Wyświetl Pojedyńczy Post
Stary 25-10-2021, 16:00   #75
Aro
 
Aro's Avatar
 
Reputacja: 1 Aro ma wspaniałą reputacjęAro ma wspaniałą reputacjęAro ma wspaniałą reputacjęAro ma wspaniałą reputacjęAro ma wspaniałą reputacjęAro ma wspaniałą reputacjęAro ma wspaniałą reputacjęAro ma wspaniałą reputacjęAro ma wspaniałą reputacjęAro ma wspaniałą reputacjęAro ma wspaniałą reputację
Majestat Reiku był szeroko znany - ileż pieśni zainspirował, ileż prowincjonalnych gospodarek napędzał, ileż mitów i legend zrodził. Imperialny symbol i narodowa duma, życiodajna aorta tętniąca własnym życiem jak długa i szeroka. Reik znał każdy, od smarkacza po staruszka, od Marienburga po Sylvanię - podobnie jak śmierć na rzece Reik. Ta siła natury nie dawała się poskromić czy ujarzmić, wystarczyła chwila nieuwagi, by dołączyć do topielczych zastępów pochłoniętych przez rzeczną toń. Jak udowodnił to Durnhelm, który przebił wodną taflę w jednym tylko kierunku.

Klemens nie przejął się losem kompana, nie rzucił się w sukurs. Od Gnojowiska omijał „Oczko” szerokim łukiem i bacznie go obserwował, ale nie napotykał na wpół kojarzącego spojrzenia. Durnhelmowe zniknięcie zdawało się wręcz rozluźnić Löwensteina, ale kto by tam go wiedział. Chłopak nie skomentował, nie skwitował, nie burknął nic pod nosem. Jedynie uparcie wypatrywał drugiego brzegu, wystukując tylko jemu znany rytm na drewnianej burcie.

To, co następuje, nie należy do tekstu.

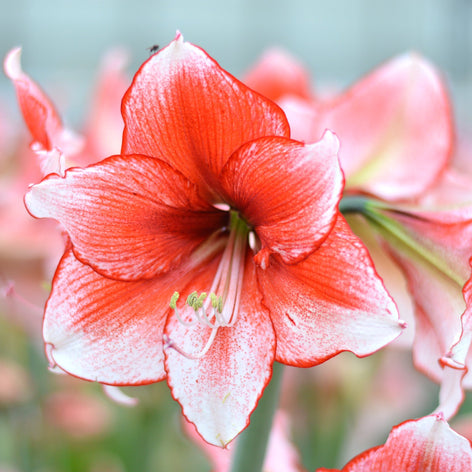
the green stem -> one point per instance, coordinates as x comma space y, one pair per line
252, 443
353, 204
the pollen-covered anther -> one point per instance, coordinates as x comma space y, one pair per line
216, 311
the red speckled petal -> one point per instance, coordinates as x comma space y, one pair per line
183, 108
332, 301
129, 217
219, 391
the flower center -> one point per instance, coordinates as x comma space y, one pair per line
220, 308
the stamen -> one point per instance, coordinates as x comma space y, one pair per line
221, 307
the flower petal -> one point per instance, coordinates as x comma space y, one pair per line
288, 191
105, 330
398, 115
427, 444
281, 455
39, 113
185, 109
277, 74
129, 217
332, 301
219, 391
111, 331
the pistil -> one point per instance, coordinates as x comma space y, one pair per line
221, 307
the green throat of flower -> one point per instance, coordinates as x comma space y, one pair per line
219, 307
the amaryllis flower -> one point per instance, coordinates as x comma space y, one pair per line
427, 445
395, 127
281, 455
277, 75
210, 248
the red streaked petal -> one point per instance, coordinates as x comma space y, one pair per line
105, 330
111, 331
219, 391
332, 301
288, 191
183, 108
427, 444
395, 127
38, 112
129, 217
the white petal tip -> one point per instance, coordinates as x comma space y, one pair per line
117, 395
12, 64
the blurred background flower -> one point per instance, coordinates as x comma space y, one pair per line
51, 423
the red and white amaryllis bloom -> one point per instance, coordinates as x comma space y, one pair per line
210, 248
426, 445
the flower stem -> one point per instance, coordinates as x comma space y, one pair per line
353, 204
252, 443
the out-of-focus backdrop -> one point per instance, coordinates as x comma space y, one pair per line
52, 423
339, 40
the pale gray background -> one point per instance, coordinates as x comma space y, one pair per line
339, 40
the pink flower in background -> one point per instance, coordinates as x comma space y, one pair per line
395, 127
396, 135
211, 200
427, 445
278, 75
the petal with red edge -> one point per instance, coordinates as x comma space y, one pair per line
219, 391
332, 301
427, 444
287, 191
110, 331
105, 330
398, 115
281, 455
182, 107
129, 217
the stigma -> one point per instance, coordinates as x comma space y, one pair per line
219, 307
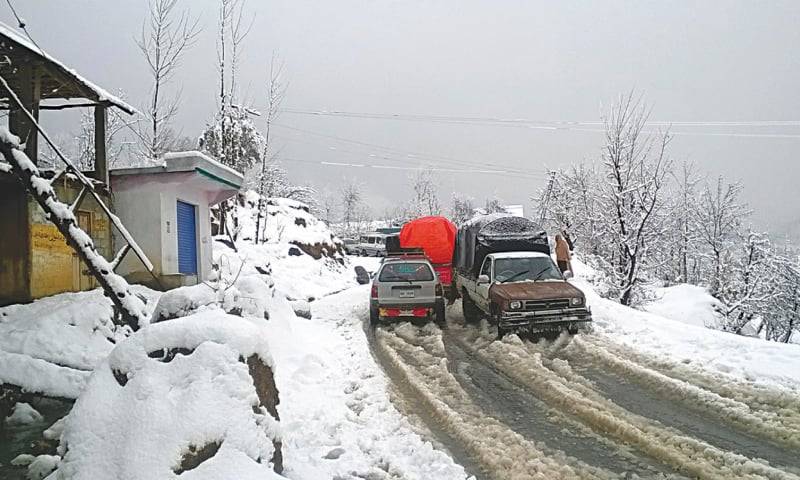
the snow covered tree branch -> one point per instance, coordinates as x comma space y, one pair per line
165, 37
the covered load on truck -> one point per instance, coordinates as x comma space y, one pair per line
504, 273
496, 233
436, 237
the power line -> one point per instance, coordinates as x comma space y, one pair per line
556, 125
398, 167
415, 155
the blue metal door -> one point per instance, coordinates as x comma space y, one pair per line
187, 239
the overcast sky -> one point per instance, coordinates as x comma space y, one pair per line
548, 61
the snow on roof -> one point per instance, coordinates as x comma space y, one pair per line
519, 254
189, 161
102, 95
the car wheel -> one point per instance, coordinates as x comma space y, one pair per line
440, 317
574, 330
469, 308
502, 332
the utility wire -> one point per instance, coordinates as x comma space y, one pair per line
397, 167
411, 155
556, 125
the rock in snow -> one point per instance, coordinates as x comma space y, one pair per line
23, 414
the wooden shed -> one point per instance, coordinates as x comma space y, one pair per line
35, 260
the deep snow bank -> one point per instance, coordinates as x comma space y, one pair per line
690, 304
305, 258
744, 358
177, 396
337, 416
51, 345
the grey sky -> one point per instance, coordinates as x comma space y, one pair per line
694, 61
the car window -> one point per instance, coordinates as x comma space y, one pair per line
405, 272
521, 269
486, 269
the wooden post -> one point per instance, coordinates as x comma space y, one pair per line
100, 158
18, 122
129, 307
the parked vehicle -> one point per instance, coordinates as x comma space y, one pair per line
350, 246
406, 287
505, 273
371, 245
436, 237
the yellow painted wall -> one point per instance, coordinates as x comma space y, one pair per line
52, 268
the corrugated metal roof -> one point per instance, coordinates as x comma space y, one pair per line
13, 45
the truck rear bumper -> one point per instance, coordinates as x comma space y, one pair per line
406, 309
543, 321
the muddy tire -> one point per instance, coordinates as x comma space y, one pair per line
502, 332
439, 315
471, 312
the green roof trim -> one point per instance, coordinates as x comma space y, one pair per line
210, 175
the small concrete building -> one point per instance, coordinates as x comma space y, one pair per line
166, 209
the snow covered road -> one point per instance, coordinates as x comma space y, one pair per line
586, 407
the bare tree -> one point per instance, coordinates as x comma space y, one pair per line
166, 35
351, 196
425, 200
276, 91
684, 215
326, 207
635, 166
718, 217
462, 208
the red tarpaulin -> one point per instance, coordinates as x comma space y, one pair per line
436, 236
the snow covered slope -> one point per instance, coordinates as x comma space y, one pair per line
305, 258
51, 346
693, 346
690, 304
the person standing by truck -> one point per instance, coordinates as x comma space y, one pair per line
563, 258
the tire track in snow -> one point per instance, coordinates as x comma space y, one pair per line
761, 423
560, 387
535, 420
503, 453
784, 404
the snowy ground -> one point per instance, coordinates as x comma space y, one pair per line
335, 405
342, 417
679, 338
50, 346
690, 304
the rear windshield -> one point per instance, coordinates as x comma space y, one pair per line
405, 272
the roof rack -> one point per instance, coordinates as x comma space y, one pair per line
407, 253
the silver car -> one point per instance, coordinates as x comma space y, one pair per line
406, 288
372, 245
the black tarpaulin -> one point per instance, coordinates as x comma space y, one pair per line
494, 234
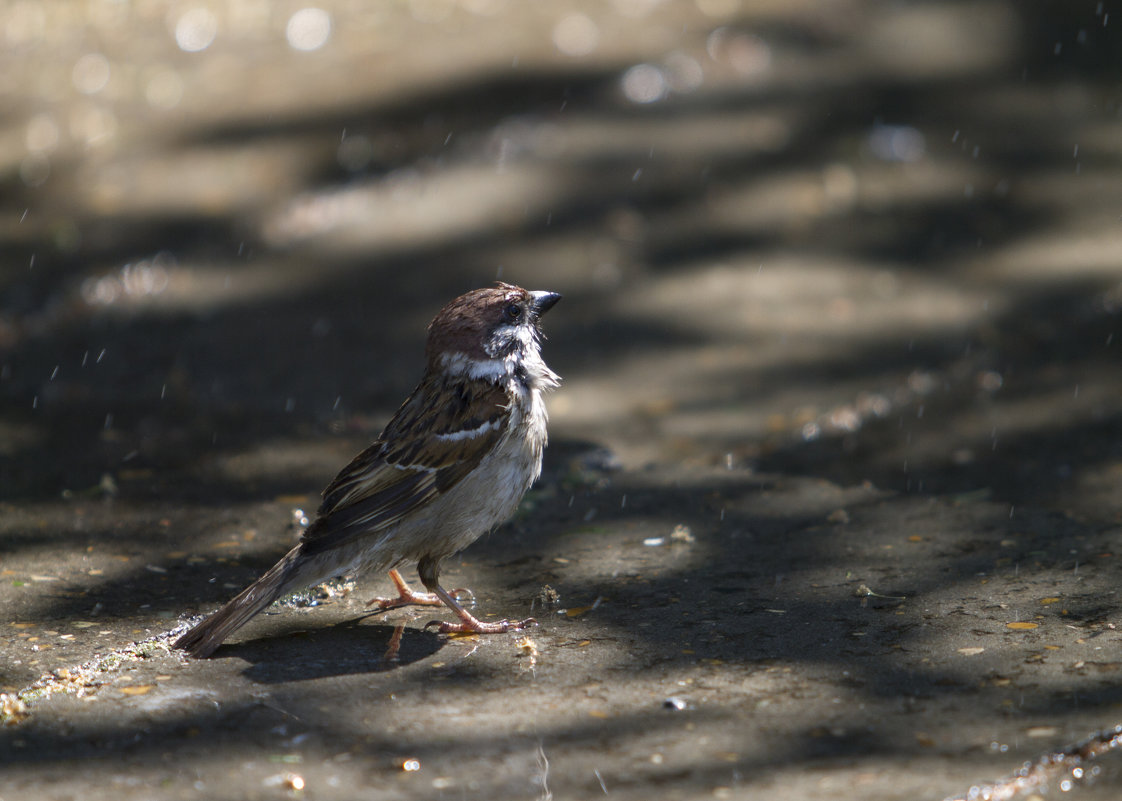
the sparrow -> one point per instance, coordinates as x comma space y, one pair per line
451, 465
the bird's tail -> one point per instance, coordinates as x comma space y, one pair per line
282, 578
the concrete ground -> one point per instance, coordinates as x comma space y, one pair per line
831, 505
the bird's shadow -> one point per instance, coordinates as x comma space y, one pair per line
346, 648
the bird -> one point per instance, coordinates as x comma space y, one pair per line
452, 463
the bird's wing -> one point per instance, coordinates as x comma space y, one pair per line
425, 450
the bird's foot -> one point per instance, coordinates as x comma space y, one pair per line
472, 625
406, 596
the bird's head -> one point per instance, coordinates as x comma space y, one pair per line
489, 332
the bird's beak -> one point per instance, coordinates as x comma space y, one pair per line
543, 302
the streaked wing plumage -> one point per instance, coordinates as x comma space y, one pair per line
422, 453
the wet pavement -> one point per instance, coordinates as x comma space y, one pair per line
831, 503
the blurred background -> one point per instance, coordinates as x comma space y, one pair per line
863, 239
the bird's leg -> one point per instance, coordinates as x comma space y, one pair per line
406, 596
428, 570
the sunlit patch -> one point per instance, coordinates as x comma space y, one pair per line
92, 123
195, 29
42, 134
430, 10
309, 29
644, 83
897, 144
35, 169
91, 73
682, 72
746, 54
132, 282
164, 90
576, 35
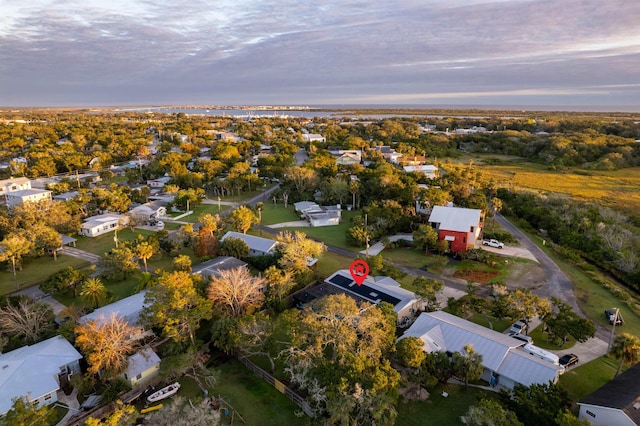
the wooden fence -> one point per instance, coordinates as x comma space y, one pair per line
300, 401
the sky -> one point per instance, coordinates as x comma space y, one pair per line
323, 52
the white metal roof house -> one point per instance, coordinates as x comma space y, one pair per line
460, 226
213, 267
258, 246
15, 198
101, 224
615, 403
376, 290
505, 362
128, 309
141, 365
34, 371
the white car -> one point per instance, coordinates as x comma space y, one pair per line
492, 243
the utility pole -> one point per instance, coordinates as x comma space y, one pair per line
613, 329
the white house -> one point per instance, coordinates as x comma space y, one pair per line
376, 290
213, 267
141, 365
148, 211
101, 224
34, 371
14, 184
15, 198
615, 403
504, 359
258, 246
128, 309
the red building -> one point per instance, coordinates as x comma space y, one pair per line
461, 227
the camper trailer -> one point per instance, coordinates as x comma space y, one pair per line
541, 353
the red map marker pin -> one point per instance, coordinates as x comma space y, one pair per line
359, 270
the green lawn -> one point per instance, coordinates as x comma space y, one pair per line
438, 410
254, 399
580, 381
35, 271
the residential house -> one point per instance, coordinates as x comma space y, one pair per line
504, 359
213, 267
461, 227
158, 183
35, 371
102, 224
313, 137
128, 309
319, 215
375, 290
258, 246
12, 185
148, 211
16, 198
142, 365
615, 403
429, 170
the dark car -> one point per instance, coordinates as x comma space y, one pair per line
568, 360
610, 314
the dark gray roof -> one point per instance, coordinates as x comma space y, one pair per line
622, 393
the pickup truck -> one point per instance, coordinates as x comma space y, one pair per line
492, 243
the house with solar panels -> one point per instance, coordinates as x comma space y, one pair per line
504, 358
375, 290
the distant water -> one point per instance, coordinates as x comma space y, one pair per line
335, 110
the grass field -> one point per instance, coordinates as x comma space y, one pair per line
617, 189
580, 381
438, 410
35, 271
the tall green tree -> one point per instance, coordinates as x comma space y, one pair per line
94, 292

- Ciekawość to pierwszy stopień do piekła - odpowiedź na pytanie ich przewoźnika była spóźniona, ale była. - Chyba nie chcesz tam trafić, dobry panie, co? Zapomnisz o nas i pakunku jak tylko wysiądziemy. Za przewóz zapłaciliśmy w złocie, za pamięć zapłacimy żelazem.

Reszta rejsu minęła we względnym spokoju i ciszy, zburzonych dopiero gdy przyszło im sunąć leniwie ku pomostowi. Nabrzeże, jakżeby inaczej, rozbrzmiewało typowymi dla nadbrzeża odgłosami - krzykami straganiarzy, skrzekiem ptactwa, trzeszczeniem drewna i szumem rzeki. Nihil novi, doki jak doki. Klemens otaksował leniwie ich przyszłych sąsiadów, z którymi mieli zaraz dzielić pomost - dokerzy ostrożnie stąpali po deskach, wespół-zespół dźwigając skrzynię w kierunku wozu na którym brylował Estalijczyk z pomadą we włosach.

JEB!

Szpakowaty doker musiał źle wymierzyć krok, bo poleciał na bruk ciągnąc ze sobą pudło i partnera. Drewno rąbnęło o ziemię z hukiem, ale uwagę przykuła dopiero uwolniona z mahoniowego więzienia zawartość. Mile i przyjemnie skrząca się zawartość. Nie dziwota, że zaraz zleciały się sępy.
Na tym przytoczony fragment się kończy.